O senador José Serra (PSDB-SP) chamou de "abusiva" a operação de busca e apreensão realizada hoje pela Polícia Federal em seus imóveis e gabinete. Em nota enviada à imprensa, o político tucano definiu a ação como uma "espetacularização".

"José Serra lamenta a espetacularização que tem permeado ações deste tipo no país, reforça que jamais recebeu vantagens indevidas ao longo dos seus 40 anos de vida pública e sempre pautou sua carreira política na lisura e austeridade em relação aos gastos públicos.

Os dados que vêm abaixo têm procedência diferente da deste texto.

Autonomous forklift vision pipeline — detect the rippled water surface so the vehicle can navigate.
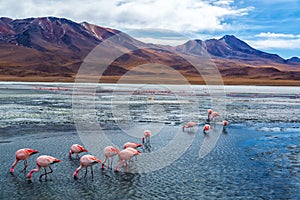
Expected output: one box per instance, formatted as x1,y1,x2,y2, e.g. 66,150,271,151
0,83,300,199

Importante reforçar que todas as contas de sua campanha, sempre a cargo do partido, foram aprovadas pela Justiça Eleitoral", disse o comunicado.

A operação de hoje investiga irregularidades relacionadas à campanha de José Serra ao Senado em 2014. Segundo as investigações, a campanha recebeu R$ 5 milhões que não foram contabilizados.

Na nota, Serra afirma que as acusações são falsas e que confia no Poder Judiciário para esclarecer o caso da melhor forma possível.

Veja o comunicado:

O senador José Serra foi surpreendido esta manhã com nova e abusiva operação de busca e apreensão em seus endereços, dois dos quais já haviam sido vasculhados há menos de 20 dias pela Polícia Federal. A decisão da Justiça Eleitoral é baseada em fatos antigos e em investigação até então desconhecida do senador e de sua defesa, na qual, ressalte-se, José Serra jamais foi ouvido.

José Serra lamenta a espetacularização que tem permeado ações deste tipo no país, reforça que jamais recebeu vantagens indevidas ao longo dos seus 40 anos de vida pública e sempre pautou sua carreira política na lisura e austeridade em relação aos gastos públicos. Importante reforçar que todas as contas de sua campanha, sempre a cargo do partido, foram aprovadas pela Justiça Eleitoral.

Serra mantém sua confiança no Poder Judiciário e espera que esse caso seja esclarecido da melhor forma possível, para evitar que prosperem acusações falsas que atinjam sua honra.

Os advogados do tucano, Sepúlveda Pertence e Flávia Rahal, disseram que "nada justifica a realização de buscas e apreensõe" e que há "clara violação à separação dos Poderes".

"É ilegal, abusiva e acintosa a atuação dos órgãos de investigação no presente caso, ao tratar de fatos antigos, prescritos, para gerar investigações sigilosas e desconhecidas do senador e de sua sefesa e nas quais ele nunca teve a oportunidade de ser ouvido", diz a nota divulgada pelos advogados.